Explanation of “tying the knot”
Solution 1:
Tying the knot is a solution to the problem of circular data structures. In imperative languages you construct a circular structure by first creating a non-circular structure, and then going back and fixing up the pointers to add the circularity.
Say you wanted a two-element circular list with the elements "0" and "1". It would seem impossible to construct because if you create the "1" node and then create the "0" node to point at it, you cannot then go back and fix up the "1" node to point back at the "0" node. So you have a chicken-and-egg situation where both nodes need to exist before either can be created.
Here is how you do it in Haskell. Consider the following value:
alternates = x where
x = 0 : y
y = 1 : x
In a non-lazy language this will be an infinite loop because of the unterminated recursion. But in Haskell lazy evaluation does the Right Thing: it generates a two-element circular list.
To see how it works in practice, think about what happens at run-time. The usual "thunk" implementation of lazy evaluation represents an unevaluated expression as a data structure containing a function pointer plus the arguments to be passed to the function. When this is evaluated the thunk is replaced by the actual value so that future references don't have to call the function again.
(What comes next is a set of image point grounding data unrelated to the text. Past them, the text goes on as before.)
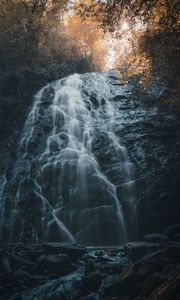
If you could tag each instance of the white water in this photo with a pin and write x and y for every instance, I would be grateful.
(79, 203)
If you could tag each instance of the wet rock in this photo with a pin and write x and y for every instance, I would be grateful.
(139, 249)
(91, 283)
(59, 264)
(151, 283)
(48, 94)
(155, 238)
(74, 251)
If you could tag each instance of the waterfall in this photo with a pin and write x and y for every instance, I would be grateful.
(62, 190)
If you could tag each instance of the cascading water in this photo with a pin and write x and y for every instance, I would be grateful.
(61, 184)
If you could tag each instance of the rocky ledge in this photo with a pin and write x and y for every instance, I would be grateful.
(149, 269)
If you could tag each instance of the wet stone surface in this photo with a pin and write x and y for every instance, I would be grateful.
(140, 270)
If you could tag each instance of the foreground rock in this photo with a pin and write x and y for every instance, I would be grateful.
(138, 271)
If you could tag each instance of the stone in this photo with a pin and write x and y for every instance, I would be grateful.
(155, 238)
(59, 264)
(91, 283)
(74, 251)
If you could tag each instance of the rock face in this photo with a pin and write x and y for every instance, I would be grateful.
(139, 271)
(97, 163)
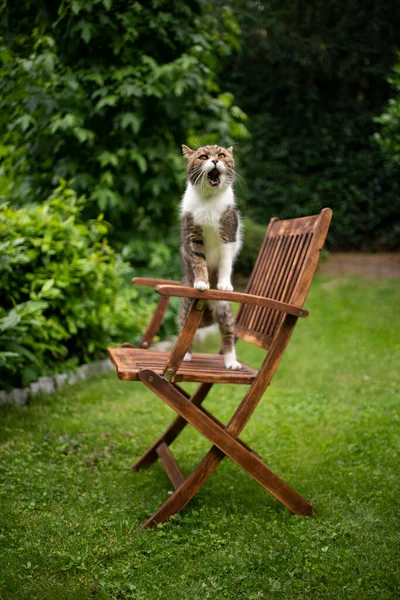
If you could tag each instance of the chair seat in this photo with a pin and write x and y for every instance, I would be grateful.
(208, 368)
When you take the first element of the list 'x' is evaluated down to a value (0, &y), where the "&y" bit is a pointer to the value of 'y'. Since 'y' has not been evaluated this is currently a thunk. When you take the second element of the list the computer follows the link from x to this thunk and evaluates it. It evaluates to (1, &x), or in other words a pointer back to the original 'x' value. So you now have a circular list sitting in memory. The programmer doesn't need to fix up the back-pointers because the lazy evaluation mechanism does it for you.
Solution 2:
It's not quite what you asked for, and it's not directly related to Haskell, but Bruce McAdam's paper That About Wraps It Up goes into this topic in substantial breadth and depth. Bruce's basic idea is to use an explicit knot-tying operator called WRAP instead of the implicit knot-tying that is done automatically in Haskell, OCaml, and some other languages. The paper has lots of entertaining examples, and if you are interested in knot-tying I think you will come away with a much better feel for the process.